An example response to check looks like the following:

{
"result": {
"errors": [
"Something failed",
"Something else failed"
],
"logs": [
"Something happened",
"Something else happened"
],
"memory": {
"key": "new value"
},
"messages": [
{
"a": 5
},
{
"a": 6
}
]
}
}

Where:

  • errors: optional, an array of non-empty error strings if errors occurred during execution;

  • logs: optional, an array of non-empty strings to log, for debugging/info purposes;

  • memory: optional, new content of the memory for an agent, old memory content will be replaced with the new content;

  • messages: optional, an array of message payloads; each payload must be an object. In the example above there are two messages emitted.

Deployment#

The flexibility to implement remote agents using any technology stack also has a cost, which is having to deploy and run the agents. Each agent has to expose a single endpoint. ActiveWorkflow will not restart or interfere with your agents' process (or container) in any way. We suggest using a supervisor (e.g., systemd) of your choice, or functionality provided by docker and its orchestration solutions. In the near future we intend to provide some guidelines and examples for the most common deployment scenarios; please stay tuned.

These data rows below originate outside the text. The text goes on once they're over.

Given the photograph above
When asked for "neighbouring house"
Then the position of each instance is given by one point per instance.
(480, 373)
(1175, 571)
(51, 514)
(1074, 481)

To inform ActiveWorkflow about an agent you have to set an environment variable pointing to the URL of the agent:

REMOTE_AGENT_URL=https://localhost:5000/agent_path

You can configure multiple agents by setting multiple environment variables with postfixed incremental numbering:

REMOTE_AGENT_URL_2=https://otherhost:80/another_agent

In development if you are using docker to run ActiveWorkflow, you will need to use the -e parameter to docker run to pass REMOTE_AGENT_URL through to ActiveWorkflow. The address in the URL will also have to be updated to match where the agent is running (127.0.0.1 is unlikely to be correct). Docker provides host.docker.internal for the host IP. Thus, you could run:

docker run -e REMOTE_AGENT_URL="http://host.docker.internal:5000/" -p 3000:3000 --rm automaticmode/active_workflow

⚠️ Currently there is no authorisation support when connecting to remote agents, please ensure URLs are not publicly accessible.

Example Agents#

Please see the Examples of Custom Agents page, which you will hopefully find useful as a reference or as a starting point for making your own agents.

Libraries#

We currently have two libraries that could help you to write your own agents in Ruby or Python. See ActiveWorkflow Agent Ruby and ActiveWorkflow Agent Python.